A ocupação capitalista e efetiva da região Noro­­este foi um marco econômico e demográfico para o Paraná como um todo. A história da região, quase sempre relacionada à cafeicultura, esteve ancorada na produção agrícola pautada por predomínio de pequenos estabelecimentos agropecuários e uso intensivo de mão de obra (suprida pela família e agregados). Podemos considerar este modo de produzir co­­mo um capítulo da história da cafeicultura no Brasil, que perpassou diferentes formações socioespaciais. A possibilidade de produzir café no Paraná foi utilizada como atrativo por parte do governo estadual e pelas companhias colonizadoras.

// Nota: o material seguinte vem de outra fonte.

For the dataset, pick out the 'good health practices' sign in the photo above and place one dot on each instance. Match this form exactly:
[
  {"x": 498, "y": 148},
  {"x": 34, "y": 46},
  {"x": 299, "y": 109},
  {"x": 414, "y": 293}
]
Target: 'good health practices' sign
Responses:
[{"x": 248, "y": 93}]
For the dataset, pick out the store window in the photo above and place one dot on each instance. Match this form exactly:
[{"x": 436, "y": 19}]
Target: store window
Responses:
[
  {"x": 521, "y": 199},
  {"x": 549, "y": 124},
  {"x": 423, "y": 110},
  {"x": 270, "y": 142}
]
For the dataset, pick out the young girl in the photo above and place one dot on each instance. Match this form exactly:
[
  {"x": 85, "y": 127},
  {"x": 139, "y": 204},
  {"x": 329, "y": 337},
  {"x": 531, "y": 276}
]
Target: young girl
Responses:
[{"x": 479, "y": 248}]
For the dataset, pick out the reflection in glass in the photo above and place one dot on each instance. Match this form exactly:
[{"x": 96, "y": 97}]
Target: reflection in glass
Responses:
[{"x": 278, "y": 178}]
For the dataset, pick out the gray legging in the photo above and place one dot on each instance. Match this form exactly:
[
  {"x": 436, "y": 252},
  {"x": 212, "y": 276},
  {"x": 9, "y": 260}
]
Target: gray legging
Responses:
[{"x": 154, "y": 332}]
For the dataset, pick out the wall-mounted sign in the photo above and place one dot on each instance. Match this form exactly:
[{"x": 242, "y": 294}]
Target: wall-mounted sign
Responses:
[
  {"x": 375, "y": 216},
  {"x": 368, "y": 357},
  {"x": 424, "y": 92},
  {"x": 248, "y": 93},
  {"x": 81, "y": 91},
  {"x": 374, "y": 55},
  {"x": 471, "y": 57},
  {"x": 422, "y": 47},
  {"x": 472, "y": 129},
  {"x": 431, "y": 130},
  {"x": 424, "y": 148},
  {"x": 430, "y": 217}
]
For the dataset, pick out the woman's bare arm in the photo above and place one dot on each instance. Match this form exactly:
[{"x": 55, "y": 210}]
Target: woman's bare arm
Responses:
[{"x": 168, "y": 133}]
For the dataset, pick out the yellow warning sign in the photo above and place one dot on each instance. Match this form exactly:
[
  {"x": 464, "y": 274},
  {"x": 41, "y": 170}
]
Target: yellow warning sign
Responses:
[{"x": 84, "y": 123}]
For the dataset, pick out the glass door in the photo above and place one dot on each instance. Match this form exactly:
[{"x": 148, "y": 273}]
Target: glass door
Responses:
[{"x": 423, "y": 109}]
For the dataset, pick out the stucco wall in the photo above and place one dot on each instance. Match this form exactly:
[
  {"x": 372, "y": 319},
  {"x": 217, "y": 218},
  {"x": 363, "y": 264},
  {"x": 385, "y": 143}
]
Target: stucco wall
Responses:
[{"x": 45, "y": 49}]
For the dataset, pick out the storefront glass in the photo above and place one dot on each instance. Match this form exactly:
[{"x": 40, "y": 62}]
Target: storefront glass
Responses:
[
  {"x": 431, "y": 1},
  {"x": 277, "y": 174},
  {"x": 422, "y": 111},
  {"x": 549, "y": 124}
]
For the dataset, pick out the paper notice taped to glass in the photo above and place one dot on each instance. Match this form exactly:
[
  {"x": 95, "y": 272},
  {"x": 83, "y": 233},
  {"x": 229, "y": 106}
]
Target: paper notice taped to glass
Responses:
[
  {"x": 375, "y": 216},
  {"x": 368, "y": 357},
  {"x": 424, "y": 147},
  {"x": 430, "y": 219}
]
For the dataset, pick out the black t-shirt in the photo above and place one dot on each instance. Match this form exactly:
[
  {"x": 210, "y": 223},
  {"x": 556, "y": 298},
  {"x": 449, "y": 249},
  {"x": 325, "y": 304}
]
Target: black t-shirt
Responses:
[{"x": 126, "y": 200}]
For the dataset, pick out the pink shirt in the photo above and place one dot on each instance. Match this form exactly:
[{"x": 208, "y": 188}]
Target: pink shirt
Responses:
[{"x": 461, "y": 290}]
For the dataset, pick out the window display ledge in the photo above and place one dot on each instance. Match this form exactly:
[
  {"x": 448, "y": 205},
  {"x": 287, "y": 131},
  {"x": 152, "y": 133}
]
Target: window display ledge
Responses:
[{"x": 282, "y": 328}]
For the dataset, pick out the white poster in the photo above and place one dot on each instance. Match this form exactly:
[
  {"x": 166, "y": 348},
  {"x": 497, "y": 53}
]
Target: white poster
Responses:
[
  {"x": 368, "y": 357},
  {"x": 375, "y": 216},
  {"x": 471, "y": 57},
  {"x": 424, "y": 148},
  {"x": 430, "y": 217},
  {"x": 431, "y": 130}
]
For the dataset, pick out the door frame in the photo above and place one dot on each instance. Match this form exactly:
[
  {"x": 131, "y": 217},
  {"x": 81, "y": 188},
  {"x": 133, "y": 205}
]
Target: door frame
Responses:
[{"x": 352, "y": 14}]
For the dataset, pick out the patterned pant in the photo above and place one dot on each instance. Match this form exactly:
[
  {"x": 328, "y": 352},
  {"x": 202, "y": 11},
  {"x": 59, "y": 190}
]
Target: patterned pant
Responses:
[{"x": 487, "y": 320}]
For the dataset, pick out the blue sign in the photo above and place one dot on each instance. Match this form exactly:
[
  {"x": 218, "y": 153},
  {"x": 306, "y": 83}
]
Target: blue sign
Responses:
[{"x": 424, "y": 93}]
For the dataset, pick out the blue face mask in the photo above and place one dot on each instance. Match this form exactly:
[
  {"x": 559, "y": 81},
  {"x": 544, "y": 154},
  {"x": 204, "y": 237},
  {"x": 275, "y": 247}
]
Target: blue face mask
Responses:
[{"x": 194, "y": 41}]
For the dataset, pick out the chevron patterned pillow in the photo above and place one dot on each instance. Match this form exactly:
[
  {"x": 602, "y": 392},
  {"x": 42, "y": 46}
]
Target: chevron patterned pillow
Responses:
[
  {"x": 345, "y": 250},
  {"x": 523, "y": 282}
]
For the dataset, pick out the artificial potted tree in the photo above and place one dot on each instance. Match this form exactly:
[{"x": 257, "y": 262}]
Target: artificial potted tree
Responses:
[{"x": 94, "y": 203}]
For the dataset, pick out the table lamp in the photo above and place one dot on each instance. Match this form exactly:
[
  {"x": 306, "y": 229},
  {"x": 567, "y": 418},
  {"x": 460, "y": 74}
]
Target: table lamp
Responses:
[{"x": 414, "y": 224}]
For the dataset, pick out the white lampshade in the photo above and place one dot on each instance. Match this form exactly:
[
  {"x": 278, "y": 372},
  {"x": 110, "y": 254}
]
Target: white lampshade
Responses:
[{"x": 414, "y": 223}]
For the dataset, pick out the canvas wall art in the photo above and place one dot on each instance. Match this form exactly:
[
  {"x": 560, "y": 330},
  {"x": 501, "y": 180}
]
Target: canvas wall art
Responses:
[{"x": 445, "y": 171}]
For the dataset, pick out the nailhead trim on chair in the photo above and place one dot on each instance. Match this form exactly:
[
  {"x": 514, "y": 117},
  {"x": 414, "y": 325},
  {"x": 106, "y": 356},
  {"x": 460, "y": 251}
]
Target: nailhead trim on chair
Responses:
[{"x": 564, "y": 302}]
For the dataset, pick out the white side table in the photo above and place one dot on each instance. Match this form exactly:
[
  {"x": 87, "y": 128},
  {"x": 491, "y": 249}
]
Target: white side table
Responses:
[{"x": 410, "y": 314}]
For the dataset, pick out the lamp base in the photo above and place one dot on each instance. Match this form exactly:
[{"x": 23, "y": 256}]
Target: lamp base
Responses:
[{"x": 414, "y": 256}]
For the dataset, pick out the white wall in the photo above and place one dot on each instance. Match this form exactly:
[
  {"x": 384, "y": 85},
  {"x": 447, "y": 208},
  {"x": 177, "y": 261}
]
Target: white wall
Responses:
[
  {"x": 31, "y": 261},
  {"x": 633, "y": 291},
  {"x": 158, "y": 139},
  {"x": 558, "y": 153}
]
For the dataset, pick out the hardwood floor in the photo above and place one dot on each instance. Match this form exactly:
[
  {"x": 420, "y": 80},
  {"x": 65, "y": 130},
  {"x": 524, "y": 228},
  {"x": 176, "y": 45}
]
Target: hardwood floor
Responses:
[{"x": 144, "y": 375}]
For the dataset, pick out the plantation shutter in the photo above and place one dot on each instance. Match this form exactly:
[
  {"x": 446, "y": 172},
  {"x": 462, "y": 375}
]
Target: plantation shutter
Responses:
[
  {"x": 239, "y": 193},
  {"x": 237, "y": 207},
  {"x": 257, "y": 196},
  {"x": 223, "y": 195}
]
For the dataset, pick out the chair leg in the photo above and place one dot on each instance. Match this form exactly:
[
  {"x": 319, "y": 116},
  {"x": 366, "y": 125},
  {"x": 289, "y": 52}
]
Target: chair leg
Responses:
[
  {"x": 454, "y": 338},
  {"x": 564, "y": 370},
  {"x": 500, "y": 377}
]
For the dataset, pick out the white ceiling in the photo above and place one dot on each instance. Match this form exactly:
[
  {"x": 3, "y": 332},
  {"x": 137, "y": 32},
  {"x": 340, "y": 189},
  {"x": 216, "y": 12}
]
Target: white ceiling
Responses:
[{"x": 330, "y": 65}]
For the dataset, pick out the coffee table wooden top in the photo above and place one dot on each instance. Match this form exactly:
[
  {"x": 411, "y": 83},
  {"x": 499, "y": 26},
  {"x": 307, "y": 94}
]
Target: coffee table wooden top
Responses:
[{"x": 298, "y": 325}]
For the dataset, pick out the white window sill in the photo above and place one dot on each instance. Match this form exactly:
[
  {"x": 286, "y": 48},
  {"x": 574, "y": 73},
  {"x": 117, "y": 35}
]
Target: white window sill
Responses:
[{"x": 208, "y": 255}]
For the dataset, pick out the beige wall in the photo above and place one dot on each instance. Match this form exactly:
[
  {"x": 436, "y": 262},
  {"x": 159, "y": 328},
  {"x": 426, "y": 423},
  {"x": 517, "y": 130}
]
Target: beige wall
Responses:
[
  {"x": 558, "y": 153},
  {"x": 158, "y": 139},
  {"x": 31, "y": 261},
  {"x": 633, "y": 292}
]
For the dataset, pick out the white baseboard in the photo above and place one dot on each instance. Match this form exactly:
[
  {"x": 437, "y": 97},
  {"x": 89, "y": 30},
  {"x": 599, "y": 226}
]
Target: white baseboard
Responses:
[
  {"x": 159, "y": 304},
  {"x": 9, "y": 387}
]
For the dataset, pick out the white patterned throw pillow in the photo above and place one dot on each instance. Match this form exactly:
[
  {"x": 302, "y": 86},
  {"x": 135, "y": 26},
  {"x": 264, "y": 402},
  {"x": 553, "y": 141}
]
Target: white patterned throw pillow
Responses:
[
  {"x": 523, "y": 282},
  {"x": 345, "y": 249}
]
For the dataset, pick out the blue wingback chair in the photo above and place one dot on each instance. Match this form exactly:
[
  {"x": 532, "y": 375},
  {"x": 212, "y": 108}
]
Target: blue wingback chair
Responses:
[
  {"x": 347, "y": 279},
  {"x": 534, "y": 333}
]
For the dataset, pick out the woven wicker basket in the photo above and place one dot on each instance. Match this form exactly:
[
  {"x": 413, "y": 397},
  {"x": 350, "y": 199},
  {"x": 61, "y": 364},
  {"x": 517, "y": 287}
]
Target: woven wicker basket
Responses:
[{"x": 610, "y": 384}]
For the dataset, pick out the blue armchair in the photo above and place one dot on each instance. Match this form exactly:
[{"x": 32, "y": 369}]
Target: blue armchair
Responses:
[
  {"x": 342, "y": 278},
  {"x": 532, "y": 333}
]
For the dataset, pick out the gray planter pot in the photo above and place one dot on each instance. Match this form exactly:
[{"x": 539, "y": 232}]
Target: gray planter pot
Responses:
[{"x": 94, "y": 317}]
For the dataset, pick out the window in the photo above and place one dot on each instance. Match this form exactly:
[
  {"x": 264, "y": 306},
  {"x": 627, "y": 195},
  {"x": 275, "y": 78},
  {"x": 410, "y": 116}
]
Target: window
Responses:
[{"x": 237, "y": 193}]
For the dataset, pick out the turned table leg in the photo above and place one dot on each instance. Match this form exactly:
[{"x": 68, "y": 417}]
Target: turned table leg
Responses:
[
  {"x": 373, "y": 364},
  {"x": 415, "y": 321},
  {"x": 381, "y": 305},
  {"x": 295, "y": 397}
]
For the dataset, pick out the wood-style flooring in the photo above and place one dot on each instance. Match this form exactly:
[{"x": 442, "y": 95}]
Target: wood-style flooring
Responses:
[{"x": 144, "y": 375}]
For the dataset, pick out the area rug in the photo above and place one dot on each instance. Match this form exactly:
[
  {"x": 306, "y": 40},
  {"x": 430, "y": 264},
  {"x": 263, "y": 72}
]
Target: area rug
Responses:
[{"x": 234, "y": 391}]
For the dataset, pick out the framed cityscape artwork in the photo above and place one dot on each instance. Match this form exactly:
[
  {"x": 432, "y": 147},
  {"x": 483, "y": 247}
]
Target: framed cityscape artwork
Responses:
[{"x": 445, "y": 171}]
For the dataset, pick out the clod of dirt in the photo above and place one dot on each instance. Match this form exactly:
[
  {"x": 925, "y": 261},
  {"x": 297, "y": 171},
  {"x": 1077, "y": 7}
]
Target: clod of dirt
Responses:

Foram várias as companhias que atuaram no setor imobiliário no Norte do Paraná, criando localidades como parte do processo. A primeira e mais conhecida foi a Companhia Melhora­­mentos Norte do Paraná. Essa empresa concebeu um planejamento para a região que não consistia apenas em criar localidades isoladas, mas que envolvia a formação de uma rede urbana, na qual estavam claros os papéis para os diferentes núcleos urbanos. A maioria deles deveria atender às necessidades básicas da densa população que vivia no campo.

Tão rápido quanto a sua formação e ritmo inicial de crescimento demográfico foi o processo de transformação ocorrido na região. Fatores conjunturais que já vinham se apresentando em relação à cafeicultura associaram-se a fatores circunstanciais regionais (necessidade de renovação dos cafezais e principalmente as geadas), o que promoveu a erradicação desta cultura. A região passou por várias mudanças econômicas com a substituição de culturas, a modernização da agricultura e a concentração fundiária (em números absolutos, mais de 100 mil estabelecimentos com até dez hectares desapareceram e mais de 30 mil de dez a cem hectares). A pequena produção que encontrava espaço no período anterior não mais se adequava ao novo contexto. Mais do que uma crise da cafeicultura, foi uma crise do arranjo produtivo tal como ele se encontrava no Noroeste do Paraná, baseado em pequenas propriedades.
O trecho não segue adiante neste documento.